If you’re looking for a summary of all the blunders Mayor Mel Lastman has made over the years go no further than his official website, mellastman.com. There you’ll see him warmly shaking hands with a Hell’s Angels thug. You’ll see some of the native Kenyans Mel worried might eat him when he travelled to Mombassa to promote Toronto’s Olympic bid. You’ll see the tanks that rolled through our streets back in ‘99, the ones Mel called in to protect us—from the snow. His bio even mentions that his wife got nabbed for shoplifting. Honest.

If at first it seems strange that he would proudly—and it is proudly, check it out for yourself—display these unseemly moments from his public life, after a consideration of exactly what it is that’s appealing about Lastman, it makes perfect sense. Lastman epitomizes what only a very lucky or very adept politician can: the common man.

Lastman has been successful for so long because he seems like a guy from the block. He works hard, he listens to what regular folks tell him, and yes, he screws up every now and again. And again. Lastman has proven that when a politician does something stupid we can forgive him, even be endeared to him, if he is truly contrite. And Mel does contrition like no other. Better an honest leader whose knowledge of Africa comes from Looney Toons than one who is slick enough to manipulate us.

Notably absent from Lastman’s website bio are the MFP computer contract scandal and, of course, that darn paternity suit thing. The reason for the omissions is at once obvious: they don’t jibe with his image as the working class kid from Kensington who made good in the furniture business before charming his way into the mayorship of Canada’s biggest city. And it’s because of these slip-ups, particularly the procurement scandal, that public opinion has turned against Lastman. It’s as if the people of Ontario have said ‘you can fuck up in front of a mic, you can even fuck around on your wife, but don’t you dare fuck with our money!’

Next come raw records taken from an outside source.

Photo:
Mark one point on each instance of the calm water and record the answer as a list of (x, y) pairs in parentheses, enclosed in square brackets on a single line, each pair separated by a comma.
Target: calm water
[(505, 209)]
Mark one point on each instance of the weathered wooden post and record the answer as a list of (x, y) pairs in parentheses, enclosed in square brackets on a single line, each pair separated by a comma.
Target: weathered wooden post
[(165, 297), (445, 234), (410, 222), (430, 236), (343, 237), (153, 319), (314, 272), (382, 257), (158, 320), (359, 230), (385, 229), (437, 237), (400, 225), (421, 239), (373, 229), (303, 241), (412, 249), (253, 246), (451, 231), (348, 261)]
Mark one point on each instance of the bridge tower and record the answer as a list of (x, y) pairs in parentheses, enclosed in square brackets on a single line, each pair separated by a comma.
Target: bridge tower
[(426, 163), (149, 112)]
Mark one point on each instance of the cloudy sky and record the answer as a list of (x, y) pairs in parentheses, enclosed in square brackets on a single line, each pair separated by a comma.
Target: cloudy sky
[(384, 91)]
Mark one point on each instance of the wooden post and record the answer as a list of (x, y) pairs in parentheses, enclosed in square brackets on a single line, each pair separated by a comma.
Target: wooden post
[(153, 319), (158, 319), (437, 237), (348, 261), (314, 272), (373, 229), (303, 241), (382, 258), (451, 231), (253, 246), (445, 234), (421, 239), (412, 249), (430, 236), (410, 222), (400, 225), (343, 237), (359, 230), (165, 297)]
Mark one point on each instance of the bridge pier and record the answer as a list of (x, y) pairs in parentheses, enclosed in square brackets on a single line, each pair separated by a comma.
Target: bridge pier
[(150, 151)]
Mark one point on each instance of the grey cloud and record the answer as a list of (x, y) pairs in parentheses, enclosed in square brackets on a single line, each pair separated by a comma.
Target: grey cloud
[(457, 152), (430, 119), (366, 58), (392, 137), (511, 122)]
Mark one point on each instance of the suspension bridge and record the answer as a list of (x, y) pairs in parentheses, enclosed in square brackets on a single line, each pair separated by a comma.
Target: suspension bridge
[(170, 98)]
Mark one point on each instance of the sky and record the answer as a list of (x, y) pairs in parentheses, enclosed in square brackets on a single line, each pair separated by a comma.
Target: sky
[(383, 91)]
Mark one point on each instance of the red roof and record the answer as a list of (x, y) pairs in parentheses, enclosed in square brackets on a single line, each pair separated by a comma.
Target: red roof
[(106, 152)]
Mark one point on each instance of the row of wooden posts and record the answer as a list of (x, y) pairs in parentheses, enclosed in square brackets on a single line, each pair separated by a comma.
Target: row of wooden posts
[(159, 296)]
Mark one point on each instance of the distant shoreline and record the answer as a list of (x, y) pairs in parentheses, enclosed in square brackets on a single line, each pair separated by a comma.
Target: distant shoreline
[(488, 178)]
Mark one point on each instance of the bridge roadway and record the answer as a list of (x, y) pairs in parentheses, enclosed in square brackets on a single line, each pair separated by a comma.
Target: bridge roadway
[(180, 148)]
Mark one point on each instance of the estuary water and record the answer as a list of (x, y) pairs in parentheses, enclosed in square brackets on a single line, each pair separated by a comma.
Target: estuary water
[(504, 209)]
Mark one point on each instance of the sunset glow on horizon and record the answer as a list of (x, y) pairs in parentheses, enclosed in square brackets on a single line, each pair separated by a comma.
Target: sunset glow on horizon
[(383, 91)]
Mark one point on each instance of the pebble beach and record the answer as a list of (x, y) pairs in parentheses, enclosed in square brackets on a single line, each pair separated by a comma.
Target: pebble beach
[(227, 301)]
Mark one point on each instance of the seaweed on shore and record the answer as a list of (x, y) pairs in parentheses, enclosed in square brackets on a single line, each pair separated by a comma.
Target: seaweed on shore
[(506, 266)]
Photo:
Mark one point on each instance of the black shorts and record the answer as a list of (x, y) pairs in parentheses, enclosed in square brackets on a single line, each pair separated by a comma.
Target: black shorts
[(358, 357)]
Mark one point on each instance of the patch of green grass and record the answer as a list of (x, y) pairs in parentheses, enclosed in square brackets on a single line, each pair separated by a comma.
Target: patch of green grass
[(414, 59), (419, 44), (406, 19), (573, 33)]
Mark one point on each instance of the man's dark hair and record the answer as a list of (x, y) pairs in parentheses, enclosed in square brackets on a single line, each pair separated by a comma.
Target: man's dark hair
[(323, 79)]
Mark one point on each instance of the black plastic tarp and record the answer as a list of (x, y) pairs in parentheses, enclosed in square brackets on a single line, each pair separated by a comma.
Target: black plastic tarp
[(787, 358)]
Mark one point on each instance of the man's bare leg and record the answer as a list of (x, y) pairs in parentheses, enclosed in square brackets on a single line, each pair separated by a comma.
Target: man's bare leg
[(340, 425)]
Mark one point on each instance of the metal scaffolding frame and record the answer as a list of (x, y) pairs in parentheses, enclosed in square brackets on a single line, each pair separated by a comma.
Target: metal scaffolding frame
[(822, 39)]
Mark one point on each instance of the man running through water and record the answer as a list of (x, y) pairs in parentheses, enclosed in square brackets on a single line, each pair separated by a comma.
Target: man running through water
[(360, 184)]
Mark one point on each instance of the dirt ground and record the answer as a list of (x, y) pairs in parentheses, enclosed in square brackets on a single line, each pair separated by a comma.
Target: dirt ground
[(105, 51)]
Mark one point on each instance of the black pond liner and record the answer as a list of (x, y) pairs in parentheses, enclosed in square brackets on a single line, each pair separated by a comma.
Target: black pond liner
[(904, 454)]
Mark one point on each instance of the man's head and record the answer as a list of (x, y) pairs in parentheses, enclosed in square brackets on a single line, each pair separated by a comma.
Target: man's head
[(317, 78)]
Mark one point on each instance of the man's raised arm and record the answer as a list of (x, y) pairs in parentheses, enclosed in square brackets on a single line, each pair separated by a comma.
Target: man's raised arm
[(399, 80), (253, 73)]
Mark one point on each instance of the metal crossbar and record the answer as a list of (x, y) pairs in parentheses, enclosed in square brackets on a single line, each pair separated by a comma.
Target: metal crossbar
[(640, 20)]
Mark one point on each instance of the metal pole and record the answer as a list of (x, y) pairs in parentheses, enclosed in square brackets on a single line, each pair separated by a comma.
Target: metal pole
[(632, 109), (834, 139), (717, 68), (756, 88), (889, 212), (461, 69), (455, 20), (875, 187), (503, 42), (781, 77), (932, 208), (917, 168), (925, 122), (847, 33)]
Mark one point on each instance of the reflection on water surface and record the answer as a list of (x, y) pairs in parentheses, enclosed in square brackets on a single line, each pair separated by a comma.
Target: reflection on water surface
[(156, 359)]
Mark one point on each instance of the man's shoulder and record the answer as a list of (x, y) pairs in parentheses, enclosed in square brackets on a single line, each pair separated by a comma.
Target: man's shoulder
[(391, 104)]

While Lastman has over the years played the Regular Joe role with the ease that comes with actually being one, others’ use of it is more calculating. Take Mike Harris and the provincial Tories of the nineties. True, Harris, a university drop-out and ex-golf-pro is not exactly an aristocrat, but it is clear that his and his party’s image, their “Common Sense,” was part of a well-planned package marketed to Ontarians. And we bought it. As we came to learn, however, and as current Premier Ernie Eves is learning while backtracking one-by-one on his predecessor’s policies, it wasn’t so much common sense they were pushing as it was crude utilitarianism, scapegoating and blind faith in privatization.

Which brings us to Dubya. The gutsy, no-guff gunslinger. Not since the sixties, when they were enamoured by tales of Lyndon Johnson’s penchant for profanity and habit of chatting with White House guests while sitting on the toilet, have Americans been led by someone so in touch with middle America. As it has with Lastman and Harris, the common man image gives Bush a certain leeway with the public—they trust him because he’s one of them. No matter that he’d rather help out big oil than protect the environment. No matter that he wants to cut taxes for multi-millionaire heirs and those who play the stock market while making it harder for regular families to get such government assistance as tax credits and school lunches.

What the American people see in their straight-talking Commander in Chief is a man who refuses to apologize for being American, who will stand up for them on a world stage crowded with Islamic terrorists, pompous Frenchman and ungrateful Germans. In an era in which Americans have felt that their values, not to mention their lives, have been under attack, this image has been key to his popularity.

But as the deficit soars and the economy sags, as his administration continues a war in Afghanistan, starts another in Iraq and sets its sights on North Korea, and as the wounded Democrats regroup for 2004, the American People show signs of looking beyond Dubya’s image. CBS / New York Times polls show that Bush’s approval ratings have been decreasing steadily since they peaked just after September 11. As Harris and Lastman know, the common man shtick can only take you so far.